Failure to communicate about finances contributes to the conflict between couples, according to the survey. Fifty-five percent of survey participants who are married or living with a partner reported that they do not set aside time regularly to talk about their finances.
Financial discussions sometimes get set aside because couples are busy, Amin said. He said money also can be difficult for people to talk about.
“A lot of us grew up … where talking about money was a little bit taboo and we didn’t know anything about our family’s finances,” Amin said. “Some people still have that behavior and secrecy around it.”
Amin said it’s important for new couples to understand each partner’s current financial situation and history with money. He said that history – whether they grew up wealthy or poor, whether they have been unemployed or have parents who fought about money – affects a person’s feelings about money and financial habits.
“It’s just critical that people talk about it and develop a common language around it so they can work toward shared goals,” Amin said.
The National CPA Financial Literacy Commission offers four tips to keep finances from driving a wedge between couples:
- Get full disclosure. Before marrying, moving in together, or mingling assets, couples should fully disclose their finances as part of a joint financial planning process.

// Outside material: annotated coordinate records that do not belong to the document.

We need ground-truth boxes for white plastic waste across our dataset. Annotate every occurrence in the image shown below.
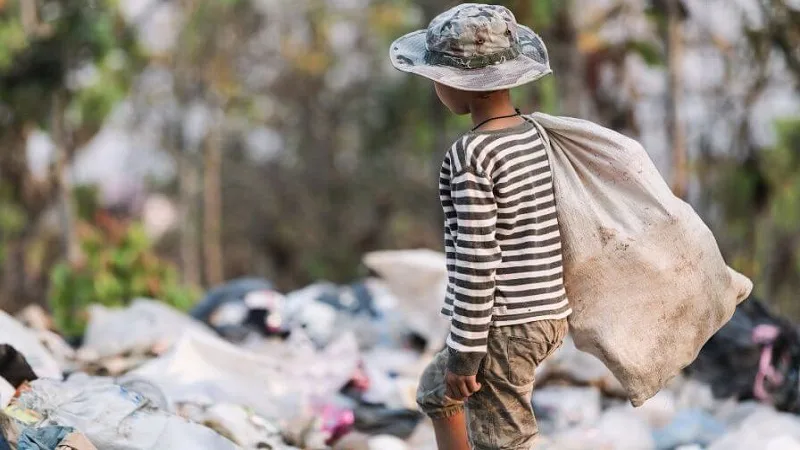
[536,336,625,395]
[0,311,63,380]
[531,113,753,406]
[0,377,16,409]
[634,390,678,428]
[363,249,450,350]
[81,298,211,358]
[533,386,601,432]
[708,408,800,450]
[544,408,655,450]
[122,331,359,419]
[14,377,238,450]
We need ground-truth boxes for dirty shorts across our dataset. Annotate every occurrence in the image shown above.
[417,319,568,450]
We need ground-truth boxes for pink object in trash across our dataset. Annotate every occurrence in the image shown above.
[753,325,783,402]
[350,364,370,392]
[314,404,356,445]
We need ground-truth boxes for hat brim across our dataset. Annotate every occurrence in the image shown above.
[389,25,552,92]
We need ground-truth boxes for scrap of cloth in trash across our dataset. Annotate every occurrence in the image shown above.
[56,431,97,450]
[17,425,74,450]
[439,122,571,375]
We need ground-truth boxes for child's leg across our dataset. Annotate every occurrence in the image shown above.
[417,349,470,450]
[466,319,567,450]
[433,410,470,450]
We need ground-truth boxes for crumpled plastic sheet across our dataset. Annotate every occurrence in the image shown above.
[536,336,625,396]
[0,311,63,380]
[121,330,359,419]
[13,375,238,450]
[81,298,212,358]
[363,249,450,351]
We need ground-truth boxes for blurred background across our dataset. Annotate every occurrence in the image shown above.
[0,0,800,334]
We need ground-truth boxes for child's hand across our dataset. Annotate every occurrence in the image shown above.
[444,370,481,400]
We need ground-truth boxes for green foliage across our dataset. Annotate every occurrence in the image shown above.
[626,40,665,66]
[50,220,200,336]
[0,0,143,130]
[712,118,800,317]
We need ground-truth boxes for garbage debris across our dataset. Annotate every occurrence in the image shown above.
[653,409,726,450]
[81,298,214,360]
[3,376,241,450]
[687,298,800,413]
[0,311,63,380]
[122,331,358,418]
[17,425,75,450]
[363,249,450,352]
[56,431,97,450]
[0,251,800,450]
[191,278,286,341]
[0,344,38,389]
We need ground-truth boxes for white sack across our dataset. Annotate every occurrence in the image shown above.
[531,114,752,406]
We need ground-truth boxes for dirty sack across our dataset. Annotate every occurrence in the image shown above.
[530,113,752,406]
[5,375,238,450]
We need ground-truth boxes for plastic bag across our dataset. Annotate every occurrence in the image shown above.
[18,376,237,450]
[81,298,211,358]
[533,386,601,433]
[531,114,752,406]
[364,250,450,351]
[122,331,359,419]
[0,311,63,380]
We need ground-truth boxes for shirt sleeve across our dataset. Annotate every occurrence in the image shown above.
[447,168,502,376]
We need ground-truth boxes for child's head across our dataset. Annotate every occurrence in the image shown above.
[434,82,510,115]
[390,3,551,102]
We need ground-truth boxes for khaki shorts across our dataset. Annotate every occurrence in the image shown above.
[417,319,568,450]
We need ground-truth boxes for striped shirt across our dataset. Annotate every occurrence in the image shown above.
[439,122,571,375]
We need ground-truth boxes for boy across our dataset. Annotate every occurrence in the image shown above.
[390,4,571,450]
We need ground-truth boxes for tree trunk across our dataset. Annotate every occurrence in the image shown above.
[203,120,225,286]
[51,92,82,267]
[178,149,201,286]
[667,0,689,198]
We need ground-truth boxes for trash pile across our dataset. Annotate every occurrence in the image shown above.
[0,250,800,450]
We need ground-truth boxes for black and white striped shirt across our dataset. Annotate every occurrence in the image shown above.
[439,122,571,375]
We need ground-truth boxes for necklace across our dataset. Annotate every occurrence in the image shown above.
[472,108,522,131]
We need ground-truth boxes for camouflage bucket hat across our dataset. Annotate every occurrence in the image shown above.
[389,3,551,91]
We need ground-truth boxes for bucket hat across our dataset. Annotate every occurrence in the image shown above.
[389,3,552,91]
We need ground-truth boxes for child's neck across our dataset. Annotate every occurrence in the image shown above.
[470,98,524,130]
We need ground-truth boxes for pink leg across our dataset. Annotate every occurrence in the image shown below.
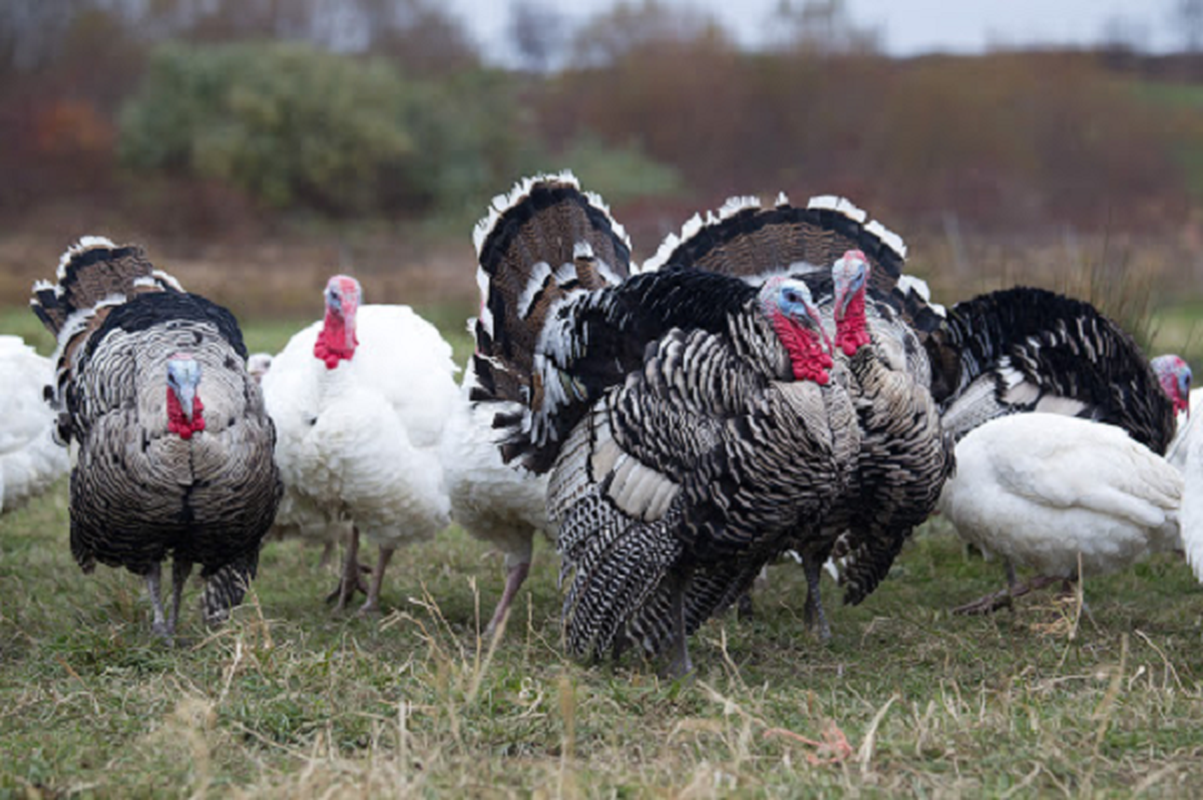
[360,546,393,617]
[326,527,365,611]
[485,561,531,639]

Each person should routinely review credit card accounts, bank statements, and credit reports to keep all data in the open.
- Set a money date. Set aside time regularly – ideally, once a week – to meet about family finances without other distractions.
- Divide and conquer. Split the duties of managing accounts and paying bills. Although one person in a relationship often takes the lead in these duties, this arrangement can lead to stress, tension, and confusion. If one person pays bills and the other tracks money, for instance, a check and balance on the family finances is created.
- Hire an adviser. A neutral third party can reduce tensions over money by working with couples to establish financial goals, pay bills, monitor accounts, and notice any unusual spending patterns.
Open, honest communication is just as important with finances as
any other decision made in a relationship, whether it’s buying a
house, changing jobs, having children, or deciding where children
attend school, Amin said.
“You don’t need to solve all the world’s problems in one evening,” he said, “but you certainly could start somewhere. Whether that’s creating a budget together or reviewing last month’s credit card statement to see how much you spent … you can put your cards on the table and sort of come to a shared decision about what you can and can’t afford, and what you should and shouldn’t buy.”
—Ken Tysiac (
ktysiac@aicpa.org
) is a JofA senior editor.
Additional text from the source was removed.